Good morning all, With the code we modified with @cpommier on BrAPI2ISA in this branch, I ran some performance tests. On a medium-sized dataset, I obtained a gain of around 25% (4h -> 3h). Have you had time to look for the possible writing of a custom ISA dumper? Thank you in advance for your answers. Cheers

cpommier commented 3 years ago

We just reviewed the code and here is the current logic and todo list:

erikkimmel commented 3 years ago

Hi, Here are the command lines I used to run my tests. This could be usefull if you want to run them on your own side.

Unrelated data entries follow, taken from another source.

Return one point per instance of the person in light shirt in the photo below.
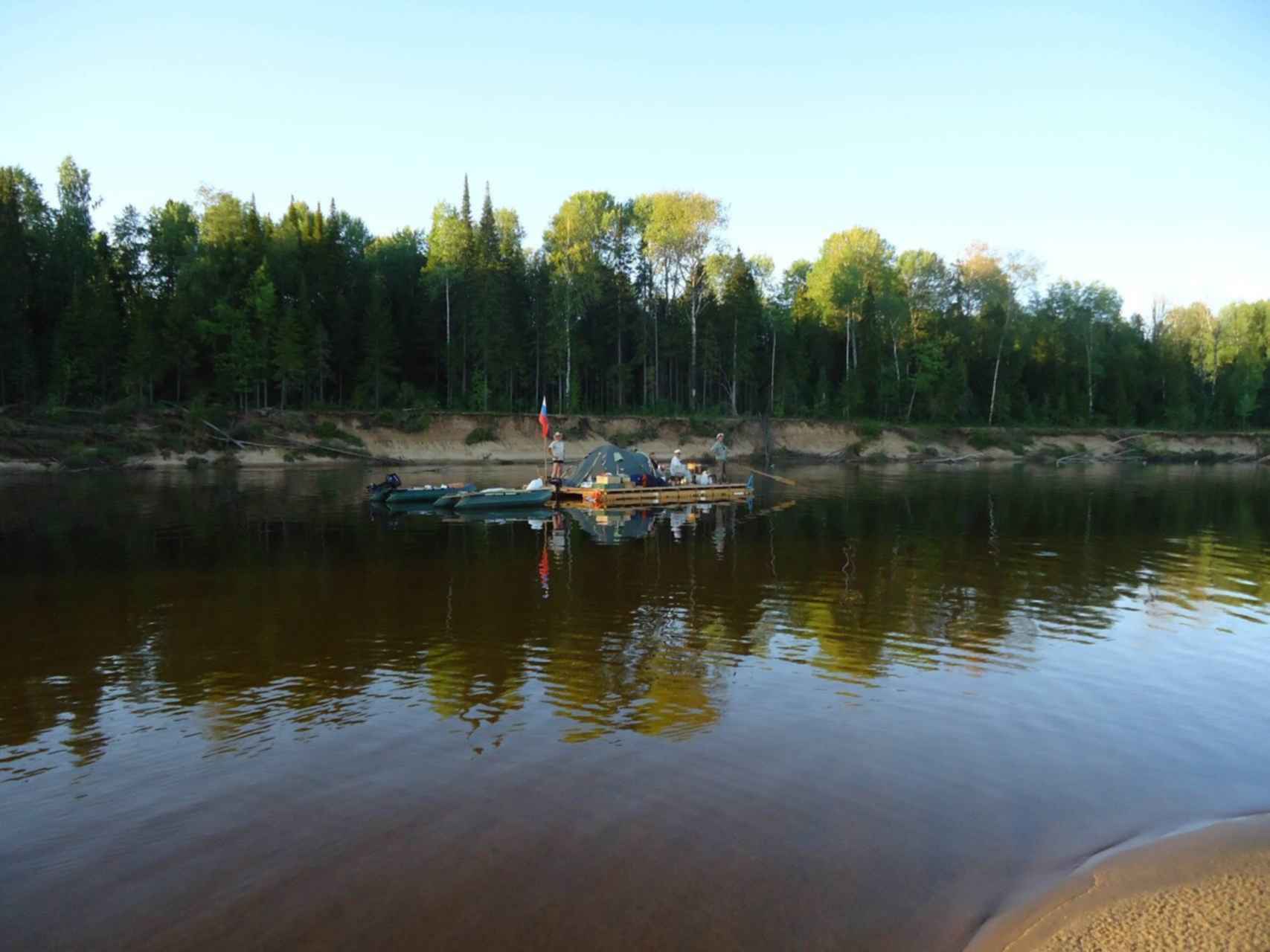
(719, 451)
(557, 456)
(679, 472)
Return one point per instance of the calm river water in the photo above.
(246, 710)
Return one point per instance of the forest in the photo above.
(628, 305)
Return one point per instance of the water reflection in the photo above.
(249, 607)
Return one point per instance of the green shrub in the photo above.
(328, 431)
(247, 431)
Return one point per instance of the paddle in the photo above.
(772, 476)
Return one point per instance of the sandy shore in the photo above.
(1208, 889)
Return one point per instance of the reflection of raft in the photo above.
(616, 497)
(503, 499)
(504, 515)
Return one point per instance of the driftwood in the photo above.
(950, 460)
(226, 436)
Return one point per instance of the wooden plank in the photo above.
(653, 495)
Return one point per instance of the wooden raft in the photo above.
(615, 497)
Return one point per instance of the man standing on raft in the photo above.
(720, 454)
(557, 457)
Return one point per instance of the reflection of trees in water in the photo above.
(283, 605)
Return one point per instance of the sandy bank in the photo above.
(176, 437)
(1208, 889)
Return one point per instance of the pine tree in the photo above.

I run each command one time on the BrAPI2ISA master branch and on test/single_assay_by_level branch the second time.

on master

real 1m45.905s user 1m38.270s sys 0m0.927s

on test/single_assay_by_level

real 1m30.787s user 1m22.485s sys 0m0.878s

- bigger dataset

python3 ./plant-brapi-to-isa/brapi_to_isa.py -J -V -e https://urgi.versailles.inra.fr/faidare/brapi/v1/ -t aHR0cHM6Ly9kb2kub3JnLzEwLjE1NDU0L0lBU1NUTg==

on master

real 276m49,662s user 267m20,711s sys 0m22,956s

on test/single_assay_by_level

real 186m11,643s user 177m29,317s sys 0m7,336s


 Regards
bedroesb commented 3 years ago

@erikkimmel which isa-tools version did you use?

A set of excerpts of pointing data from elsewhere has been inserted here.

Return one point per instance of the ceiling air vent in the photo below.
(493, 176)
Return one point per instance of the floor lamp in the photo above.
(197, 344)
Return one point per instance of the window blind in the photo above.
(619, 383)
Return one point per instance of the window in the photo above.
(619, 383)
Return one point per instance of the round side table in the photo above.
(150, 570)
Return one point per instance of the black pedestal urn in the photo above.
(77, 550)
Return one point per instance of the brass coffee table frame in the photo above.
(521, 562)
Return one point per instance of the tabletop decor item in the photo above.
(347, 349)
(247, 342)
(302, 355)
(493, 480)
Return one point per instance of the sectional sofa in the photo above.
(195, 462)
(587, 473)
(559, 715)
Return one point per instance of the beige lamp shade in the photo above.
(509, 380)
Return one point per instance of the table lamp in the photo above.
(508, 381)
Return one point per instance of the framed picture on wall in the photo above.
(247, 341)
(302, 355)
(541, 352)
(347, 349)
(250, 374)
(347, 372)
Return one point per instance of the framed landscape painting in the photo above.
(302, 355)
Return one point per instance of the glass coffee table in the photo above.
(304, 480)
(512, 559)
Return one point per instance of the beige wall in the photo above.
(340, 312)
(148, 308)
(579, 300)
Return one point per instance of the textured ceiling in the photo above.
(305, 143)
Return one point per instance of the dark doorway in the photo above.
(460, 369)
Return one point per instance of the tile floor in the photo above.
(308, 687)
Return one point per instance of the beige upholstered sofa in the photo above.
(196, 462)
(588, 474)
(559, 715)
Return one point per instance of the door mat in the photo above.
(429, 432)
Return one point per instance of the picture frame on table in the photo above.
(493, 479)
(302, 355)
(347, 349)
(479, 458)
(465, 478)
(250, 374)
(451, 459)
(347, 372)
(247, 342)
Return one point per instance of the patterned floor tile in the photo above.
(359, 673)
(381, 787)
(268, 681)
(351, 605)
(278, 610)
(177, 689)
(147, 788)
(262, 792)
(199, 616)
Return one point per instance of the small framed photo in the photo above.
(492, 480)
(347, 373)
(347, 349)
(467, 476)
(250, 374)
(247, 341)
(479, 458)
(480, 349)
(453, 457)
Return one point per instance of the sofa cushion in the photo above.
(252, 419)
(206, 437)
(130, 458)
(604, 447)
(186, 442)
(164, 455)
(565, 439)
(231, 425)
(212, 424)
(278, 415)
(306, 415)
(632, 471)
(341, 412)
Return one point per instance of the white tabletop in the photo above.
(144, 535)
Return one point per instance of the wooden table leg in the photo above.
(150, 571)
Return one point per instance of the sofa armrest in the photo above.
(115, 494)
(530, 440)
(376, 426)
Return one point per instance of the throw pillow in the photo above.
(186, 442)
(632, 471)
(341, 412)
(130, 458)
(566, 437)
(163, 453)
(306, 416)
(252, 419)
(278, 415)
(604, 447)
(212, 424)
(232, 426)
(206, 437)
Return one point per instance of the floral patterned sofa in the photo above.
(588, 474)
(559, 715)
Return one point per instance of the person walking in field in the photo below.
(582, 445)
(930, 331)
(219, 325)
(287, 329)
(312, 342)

erikkimmel commented 3 years ago

@bedroesb :

$ pip3 freeze | grep isatools
isatools==0.11.0
bedroesb commented 3 years ago

with isa-tools 12 i hope to finally solve #62 and to have improved isa json dumping, lets see! Do we after testing on the VIB dataset merge the test/single_assay_by_level branch into master ? or do you want to work on the other points first? @erikkimmel

cpommier commented 3 years ago

the changes proposed in test/single_assay_by_level could impove performances but have unwanted side effects. We should I think first check the impact of isatools 12, then asses the impact of this branch on metadata. It is still work in progress and there might be undesirable side effects. We can cope with it as long as there is a significative speed imporvment between master and test/single_assay_by_level. If that's not the case, the fast dumper suggested by @djcomlab might be more advisable. Thanks for your interest and help/contribution :)

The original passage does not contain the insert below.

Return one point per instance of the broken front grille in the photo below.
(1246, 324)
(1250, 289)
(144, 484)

erikkimmel commented 3 years ago

@bedroesb, @cpommier I started to re-run my tests with the new 0.12.0 version of isatools. I'll keep you informed.

erikkimmel commented 3 years ago

@bedroesb, @cpommier here are the results of my tests using the 0.12.0 version of isatools: I used the following command:

python3 ./plant-brapi-to-isa/brapi_to_isa.py -J -V -e https://urgi.versailles.inra.fr/faidare/brapi/v1/ -t aHR0cHM6Ly9kb2kub3JnLzEwLjE1NDU0L0lBU1NUTg==
cpommier commented 3 years ago

Thanks Erik. isatools 0.12 is definitely an improvement. The single assay by level approach can take advantage of it, but 143m is still rather long. This is only a 3 year, 12 locations, 300 samples dataset. Extract it in a few minutes, without validation, would be really a great thing. Considering the situation, reviving the fast writer hypothesis, even if it is not that easy to write, could be the most profitable approach. What do you think @proccaserra @djcomlab ?

erikkimmel commented 3 years ago

I ran the tests on the master branch of BrAPI2ISA with the 0.13-rc2 version of isatools:

time python3.8 ./plant-brapi-to-isa/brapi_to_isa.py -J -V -e https://urgi.versailles.inra.fr/faidare/brapi/v1/ -t aHR0cHM6Ly9kb2kub3JnLzEwLjE1NDU0L0lBU1NUTg==
[...]
real    8m33,605s
user    1m3,299s
sys     0m2,000s
bedroesb commented 3 years ago

this is such great news! Thanks for testing

cpommier commented 1 year ago

The one assay per level seems to be a bad approach. Performances improvement is still important, but probably with other approach, using latest isatools mainly.